Agile is not just about software

agile not just software delivery

We all know the stories about agile failures. About things like Flaccid Scrum, Cargo Cult Agile, and all the others. We all hear the tales of micromanaging PMP-certificate wielding “scrum-masters”, absentee-landlord product owners, and merciless stakeholders. What’s gone wrong? A few things. But mainly, organisations are signing up to Agile for the wrong reasons, and they’re not making the right changes. They’re trying to get away with the least possible disruption: just changing the way software development work is structured. Agile is about software development. But Agile is also about much more than that. It requires changes to the entire organisation.

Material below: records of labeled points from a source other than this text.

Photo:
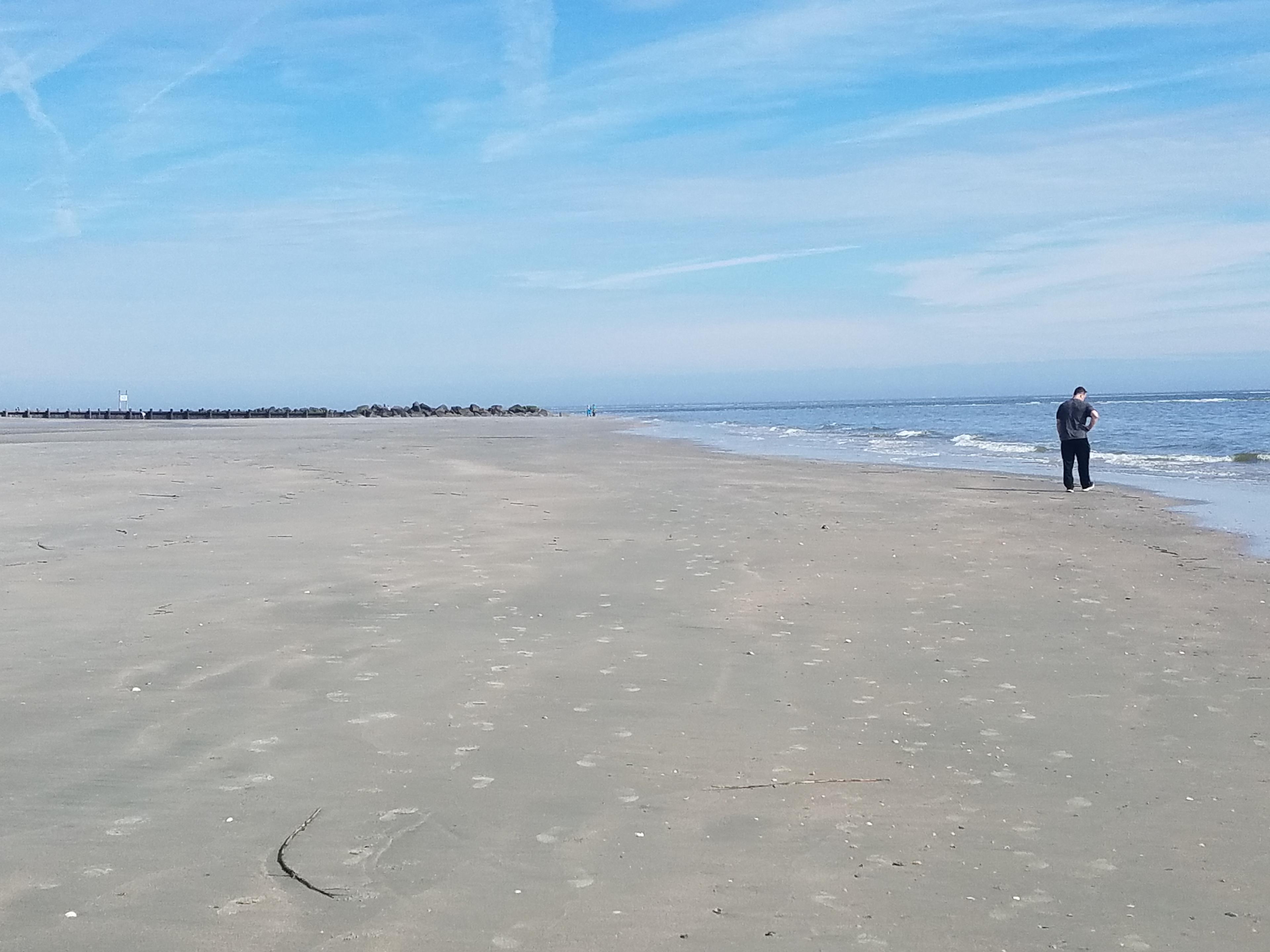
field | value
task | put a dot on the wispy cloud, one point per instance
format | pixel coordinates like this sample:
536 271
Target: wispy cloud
17 78
666 271
930 119
529 36
227 53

Companies see IT as a weird separate function

The traditional view of IT is that it is a weird specialist engineering function, separate from the rest of the organisation, and very separate indeed from anyone in the “business”. Those people have jobs that involve understanding customers, and business, and money and making more money. And what do engineers know about that? Nothing! They’re just a bunch of nerds, right? We should just use our business smarts to figure out what to build, and then tell them to build it, and wait until it’s finished, right?

If that is the company’s attitude, they may as well just go all the way. Sack all the IT people, and hire some overpriced vendor or agency. Then we can all pay through the nose, get something nobody wanted, and bring in the lawyers and argue over contracts like the good old days in the 90s.

This view is, of course, a profoundly stupid way of looking at technology. We are now living in the 21st century. IT has become a fundamental part of how all firms operate and interact with customers (and suppliers, partners, and so on). Business and technology need to work together. They can’t be at an arms’ length from each other anymore. In fact, we need to disolve the distinction between business and IT altogether. And we need to start applying Agile principles to not just the way we build software, but the way we run businesses.

Times have changed

We all know times have changed. We live in a completely different world than the one we lived in 30 years ago, let alone the one we lived in 90 years ago. But we still structure organisations, manage projects, choose strategies, hire and reward people, draw up budgets and fund work the same way we did 90 years ago. The days of scientific management need to be resigned to the dustbin of history.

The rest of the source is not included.